Another Way Around Amcor?

By John Naughton

The Australian Industrial Relations Commission recently found that employees were not entitled to severance payments on redundancy when they were offered acceptable alternative employment with a new employer.

Background

Boeing Constructors, Inc. (Boeing) provided operations and maintenance services under a contract with the United States Government at Pine Gap in the Northern Territory.

The contract expired in 2004 and the US Government invited tenders for a new contract for these services. Boeing tendered for the job but was unsuccessful, with the contract instead being let to Raytheon Australia Pty Ltd (Raytheon).

Boeing worked closely with Raytheon and ensured that all of its employees were offered comparable employment with Raytheon when the new contract commenced.

Redundancy triggered?

Boeing's certified agreement provided that redundancy entitlements were triggered when 'a position occupied by an employee is no longer required' by Boeing and when that decision led to the termination of employment.

The question for the Australian Industrial Relations Commission (AIRC) was whether the employees, having secured a comparable offer of employment with Raytheon, were entitled to the severance payments specified in Boeing's certified agreement.[1]

AIRC consideration

Boeing submitted that the focus in the redundancy clause on 'a position' suggested that redundancy did not arise simply because of a change in the employing entity.
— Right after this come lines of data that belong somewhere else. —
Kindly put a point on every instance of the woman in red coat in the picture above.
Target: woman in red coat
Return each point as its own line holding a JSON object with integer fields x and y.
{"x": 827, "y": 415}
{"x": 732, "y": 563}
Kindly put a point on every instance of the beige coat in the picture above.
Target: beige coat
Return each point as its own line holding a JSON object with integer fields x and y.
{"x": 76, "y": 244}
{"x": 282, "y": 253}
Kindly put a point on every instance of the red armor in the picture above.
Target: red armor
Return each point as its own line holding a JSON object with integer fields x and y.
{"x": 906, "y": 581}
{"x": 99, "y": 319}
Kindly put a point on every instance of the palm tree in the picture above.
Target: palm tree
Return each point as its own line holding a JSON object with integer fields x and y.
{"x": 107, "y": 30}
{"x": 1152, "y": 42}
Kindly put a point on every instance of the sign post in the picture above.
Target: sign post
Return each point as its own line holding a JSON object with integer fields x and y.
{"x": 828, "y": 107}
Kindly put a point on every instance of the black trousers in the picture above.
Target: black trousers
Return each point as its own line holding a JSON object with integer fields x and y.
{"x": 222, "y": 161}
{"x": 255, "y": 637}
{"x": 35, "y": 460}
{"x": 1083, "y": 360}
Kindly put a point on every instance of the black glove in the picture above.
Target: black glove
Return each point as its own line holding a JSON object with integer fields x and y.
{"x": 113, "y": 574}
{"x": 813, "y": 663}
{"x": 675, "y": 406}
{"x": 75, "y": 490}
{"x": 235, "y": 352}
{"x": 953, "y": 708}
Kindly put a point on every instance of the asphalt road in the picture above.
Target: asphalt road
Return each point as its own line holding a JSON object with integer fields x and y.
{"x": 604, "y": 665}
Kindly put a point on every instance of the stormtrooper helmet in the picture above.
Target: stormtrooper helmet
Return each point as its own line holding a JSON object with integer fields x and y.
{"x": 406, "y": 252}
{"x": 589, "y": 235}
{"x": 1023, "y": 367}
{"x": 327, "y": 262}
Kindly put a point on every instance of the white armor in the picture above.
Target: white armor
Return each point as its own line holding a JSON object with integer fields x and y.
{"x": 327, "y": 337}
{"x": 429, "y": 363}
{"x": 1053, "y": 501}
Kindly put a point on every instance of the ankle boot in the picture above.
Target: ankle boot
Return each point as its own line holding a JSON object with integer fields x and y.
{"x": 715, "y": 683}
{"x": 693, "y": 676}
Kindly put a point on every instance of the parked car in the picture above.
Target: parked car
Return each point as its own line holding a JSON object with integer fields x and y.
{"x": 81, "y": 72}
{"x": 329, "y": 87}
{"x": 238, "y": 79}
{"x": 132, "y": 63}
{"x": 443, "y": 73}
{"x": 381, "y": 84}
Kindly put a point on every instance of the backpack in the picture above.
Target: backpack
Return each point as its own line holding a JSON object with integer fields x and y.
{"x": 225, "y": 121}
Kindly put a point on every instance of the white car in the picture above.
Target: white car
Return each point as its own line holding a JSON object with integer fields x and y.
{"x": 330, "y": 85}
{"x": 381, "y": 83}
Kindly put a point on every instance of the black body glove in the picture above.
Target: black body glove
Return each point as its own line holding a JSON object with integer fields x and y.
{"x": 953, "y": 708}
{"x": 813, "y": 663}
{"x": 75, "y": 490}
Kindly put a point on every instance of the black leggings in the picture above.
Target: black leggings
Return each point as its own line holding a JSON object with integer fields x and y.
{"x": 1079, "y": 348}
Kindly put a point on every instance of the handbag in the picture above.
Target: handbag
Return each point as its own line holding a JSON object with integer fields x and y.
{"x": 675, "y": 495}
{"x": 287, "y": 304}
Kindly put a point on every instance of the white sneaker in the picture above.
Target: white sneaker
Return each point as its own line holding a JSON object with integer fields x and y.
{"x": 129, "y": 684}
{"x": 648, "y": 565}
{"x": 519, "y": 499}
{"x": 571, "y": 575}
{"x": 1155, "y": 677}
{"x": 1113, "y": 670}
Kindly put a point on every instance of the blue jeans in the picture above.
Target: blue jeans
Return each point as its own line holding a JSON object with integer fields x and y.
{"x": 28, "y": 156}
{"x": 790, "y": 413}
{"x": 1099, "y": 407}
In support of this, Boeing referred to the recent decision in Amcor,[2] which accepted that a position can continue even if the employer changes. However, the AIRC did not accept this submission, determining that the identity of the employer was a relevant consideration under the specific clause of the certified agreement.

The next matter considered by the AIRC was the effect of Boeing employees being offered alternative employment with Raytheon. The clause in Boeing's certified agreement did not except the situation when offers of acceptable alternative employment are made, as is usually the case in redundancy clauses. Boeing argued that the certified agreement could be read in tandem with the Space Tracking Industry Award 1998 (the award). The award redundancy clause allows an employer to apply to the AIRC to have the general severance pay prescription varied when the employer obtains acceptable alternative employment for a particular employee.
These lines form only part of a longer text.